Heute steht in Wr. Neustadt ein 35jähriger Lehrer wegen einer zwei Jahre dauernden sexuellen Beziehung mit einer zu Beginn 13jährigen Schülerin vor Gericht, lese ich soeben in orf.online. Man habe bei ihm sogar Nacktfotos und Videos gefunden, die das bewiesen.

Egal, wie sich der Mann vor Gericht verantworten und wie dieses entscheiden wird – es gilt ja bis zu einem Urteil noch die Unschuldsvermutung – handelt es sich hier um ein grundsätzliches Problem: Angehörige von Elternersatzberufen wie beispielsweise alle, die in Unterricht, Beratung (dazu zählt auch Anwalts- oder Bewährungshilfe, Seelsorge oder Betreuung hilfsbedürftiger Personen ganz allgemein), Therapie (egal mit welchen Methoden) stehen in einer seelischen Austauschbeziehung, die frühkindliche Nähe- und Verschmelzungswünsche  aufleben lässt.

In der Psychoanalyse nennen wir das „Übertragung“ – und wer in diese Richtung ausgebildet wurde sollte wissen, dass Gefahr besteht, auf diese Form von „Zutraulichkeit“ oder „Schwärmerei“ mit sogenannter „Gegenübertragung“ zu reagieren und zu wähnen, man wäre als Person gemeint und geliebt. Tatsächlich aber wird das Beziehungsverhalten der frühen Kindheit wiederholt – und das reicht von vermeintlicher Koketterie – Achtung! Das sind ja Interpretationen und Zuschreibungen von Erwachsenen, vor allem dann, wenn sie der sexuellen Ausbeutung geziehen werden – bis zu ersehntem Triumph in der Konkurrenz mit Gleichaltrigen bis zu widerstandsmangelnder Unterwerfung. (Und das spielt sich nicht nur zwischen Mädchen und erwachsenen Männern ab, sondern auch umgekehrt und auch gleichgeschlechtlich.)

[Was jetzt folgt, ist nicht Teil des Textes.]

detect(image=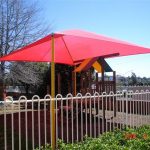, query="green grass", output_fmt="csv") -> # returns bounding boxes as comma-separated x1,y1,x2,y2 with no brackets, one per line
0,125,32,150
35,126,150,150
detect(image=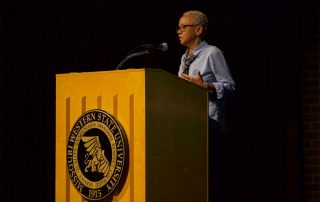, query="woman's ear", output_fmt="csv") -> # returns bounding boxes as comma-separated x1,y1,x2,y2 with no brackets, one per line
196,25,203,36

In einer Psychotherapie sollten korrekte PsychotherapeutInnen diese Formen der Annäherung als unbewussten Selbstausdruck erkennen und für ihre Diagnose und „Behandlung“ nutzbar machen – beispielsweise indem sie Möglichkeiten des sprachlichen Ausdrucks und damit der Selbsterkenntnis und Realitätssicht ermöglichen: „Die Wahrheit wird euch frei machen“ (Johannes 8, 32 – auch  der Titel eines meiner Bücher zur sexuellen Ausbeutung von Kindern und Jugendlichen).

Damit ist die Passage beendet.